Taking advantage of a break in the winter weather, we got out for a loop ride around the city. From downtown, we headed east along the 5th Street bike lanes to the south end of the new path. Multiple paths converge in this area. To the east, a path leads to Moffat Open Space, Riverview Park, Mexican Ditch Trail, and Silver Saddle Ranch. A path paralleling Fairview Drive starts at the 5th Street roundabout, and ends up nearly a mile to the south at Edmonds Drive. South-westbound, a path goes all the way to Fremont School and Governors Field ballpark. Bike lanes along 5th Street allow safe passage back to downtown. Following the new path to the north, it’s easy to connect to the bike path at Lompa Lane and Northridge Drive. And from there, the path continues to College Parkway and further north all the way to Silver Oak Drive.
The new path is to the east the freeway and meanders through the wetlands created from Ash and Kings Canyon creeks. The path is built high on raised earth where it borders the wetlands, so it should be able to withstand any high water events. There are great views of the mountains to be had in all directions, including the far-off mountains of the Carson Range in Douglas and Washoe Counties.

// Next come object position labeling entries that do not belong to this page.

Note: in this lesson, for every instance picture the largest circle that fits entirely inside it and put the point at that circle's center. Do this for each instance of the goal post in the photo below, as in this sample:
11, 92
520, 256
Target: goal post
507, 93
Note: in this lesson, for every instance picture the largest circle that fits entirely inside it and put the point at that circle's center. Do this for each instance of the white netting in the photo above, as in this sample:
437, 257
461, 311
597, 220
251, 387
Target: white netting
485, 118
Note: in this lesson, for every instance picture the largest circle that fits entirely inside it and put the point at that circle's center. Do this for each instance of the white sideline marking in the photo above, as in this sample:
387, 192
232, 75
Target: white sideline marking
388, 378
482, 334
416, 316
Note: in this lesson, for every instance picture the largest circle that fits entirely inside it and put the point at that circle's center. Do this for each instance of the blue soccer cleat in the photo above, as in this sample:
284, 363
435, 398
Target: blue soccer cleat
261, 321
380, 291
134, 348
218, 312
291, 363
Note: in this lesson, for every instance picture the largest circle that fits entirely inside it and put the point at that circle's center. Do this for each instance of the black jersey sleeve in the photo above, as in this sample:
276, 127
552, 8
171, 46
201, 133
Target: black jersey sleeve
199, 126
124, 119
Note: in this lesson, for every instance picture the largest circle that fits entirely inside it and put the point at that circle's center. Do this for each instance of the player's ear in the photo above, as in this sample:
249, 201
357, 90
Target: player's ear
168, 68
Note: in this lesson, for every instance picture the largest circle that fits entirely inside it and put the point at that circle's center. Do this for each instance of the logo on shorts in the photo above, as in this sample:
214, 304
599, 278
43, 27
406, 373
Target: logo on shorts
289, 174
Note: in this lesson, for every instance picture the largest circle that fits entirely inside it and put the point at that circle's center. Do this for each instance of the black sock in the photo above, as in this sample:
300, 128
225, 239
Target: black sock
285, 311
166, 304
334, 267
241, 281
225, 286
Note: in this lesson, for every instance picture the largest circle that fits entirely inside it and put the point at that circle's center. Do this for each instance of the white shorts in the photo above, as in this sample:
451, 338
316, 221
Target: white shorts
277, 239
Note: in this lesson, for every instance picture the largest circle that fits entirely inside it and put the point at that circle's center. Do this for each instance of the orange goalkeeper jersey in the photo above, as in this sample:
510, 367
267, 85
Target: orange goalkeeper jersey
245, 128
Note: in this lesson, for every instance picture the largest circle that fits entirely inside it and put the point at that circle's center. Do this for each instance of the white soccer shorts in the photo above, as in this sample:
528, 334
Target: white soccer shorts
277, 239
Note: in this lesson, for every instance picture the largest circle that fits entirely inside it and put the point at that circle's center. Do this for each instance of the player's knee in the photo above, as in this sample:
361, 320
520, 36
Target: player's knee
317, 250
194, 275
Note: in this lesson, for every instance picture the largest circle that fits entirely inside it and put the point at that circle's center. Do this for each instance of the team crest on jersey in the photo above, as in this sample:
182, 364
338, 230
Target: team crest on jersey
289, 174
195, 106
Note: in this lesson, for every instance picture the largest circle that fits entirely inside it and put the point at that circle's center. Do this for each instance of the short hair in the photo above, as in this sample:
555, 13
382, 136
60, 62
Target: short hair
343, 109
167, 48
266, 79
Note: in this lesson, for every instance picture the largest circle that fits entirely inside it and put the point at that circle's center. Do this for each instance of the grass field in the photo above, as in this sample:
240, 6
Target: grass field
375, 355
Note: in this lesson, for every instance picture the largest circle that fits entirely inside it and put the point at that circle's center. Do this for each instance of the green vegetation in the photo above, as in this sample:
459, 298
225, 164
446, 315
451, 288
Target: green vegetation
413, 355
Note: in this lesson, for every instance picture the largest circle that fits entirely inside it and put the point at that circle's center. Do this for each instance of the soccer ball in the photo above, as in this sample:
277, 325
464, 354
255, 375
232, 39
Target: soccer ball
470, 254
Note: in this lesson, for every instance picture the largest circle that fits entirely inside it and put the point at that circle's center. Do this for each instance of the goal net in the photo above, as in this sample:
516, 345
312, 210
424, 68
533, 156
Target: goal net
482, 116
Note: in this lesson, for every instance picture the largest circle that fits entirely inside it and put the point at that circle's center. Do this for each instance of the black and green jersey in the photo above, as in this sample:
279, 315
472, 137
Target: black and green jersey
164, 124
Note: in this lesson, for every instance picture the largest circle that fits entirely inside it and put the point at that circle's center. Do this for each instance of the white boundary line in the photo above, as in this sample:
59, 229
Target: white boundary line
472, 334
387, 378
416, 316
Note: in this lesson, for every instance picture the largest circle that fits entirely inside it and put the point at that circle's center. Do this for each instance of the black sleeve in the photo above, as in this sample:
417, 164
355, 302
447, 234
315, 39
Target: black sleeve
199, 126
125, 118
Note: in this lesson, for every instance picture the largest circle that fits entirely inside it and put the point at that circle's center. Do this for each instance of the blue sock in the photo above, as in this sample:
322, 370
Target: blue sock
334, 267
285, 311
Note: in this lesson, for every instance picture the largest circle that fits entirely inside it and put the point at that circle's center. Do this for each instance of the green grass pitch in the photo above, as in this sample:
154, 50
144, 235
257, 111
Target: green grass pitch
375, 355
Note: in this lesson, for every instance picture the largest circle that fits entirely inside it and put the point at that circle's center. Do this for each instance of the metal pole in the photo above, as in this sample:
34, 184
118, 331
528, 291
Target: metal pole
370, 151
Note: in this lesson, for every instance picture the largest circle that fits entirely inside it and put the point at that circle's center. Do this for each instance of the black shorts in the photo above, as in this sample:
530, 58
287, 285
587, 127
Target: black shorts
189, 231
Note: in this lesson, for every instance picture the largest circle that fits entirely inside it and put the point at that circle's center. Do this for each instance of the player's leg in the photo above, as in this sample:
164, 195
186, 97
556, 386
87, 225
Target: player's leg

Although we rode through the new section of path rather quickly, we passed many other trail users in the short amount of time. All age groups were represented, ranging from little first-time riders, to a senior citizen out for a walk with his rolling walker! There’s a traffic light to cross the highway at North Lompa Lane and William Street. North-South traffic is fairly light at this intersection, so it makes a relatively safe place to cross. It’s still a long span of 110 feet to get across William Street, though, so traffic awareness is a needed skill…something to consider for younger riders.
It’s great to have this piece of the bike route network in place! It’s a small piece, but connects so much. In the coming years, I hope to see the bike path continue south along the freeway all the way to the Spooner cutoff. If and when that happens, we’ll be able to ride a bike the whole length of the city with only a few road crossings and very little traffic!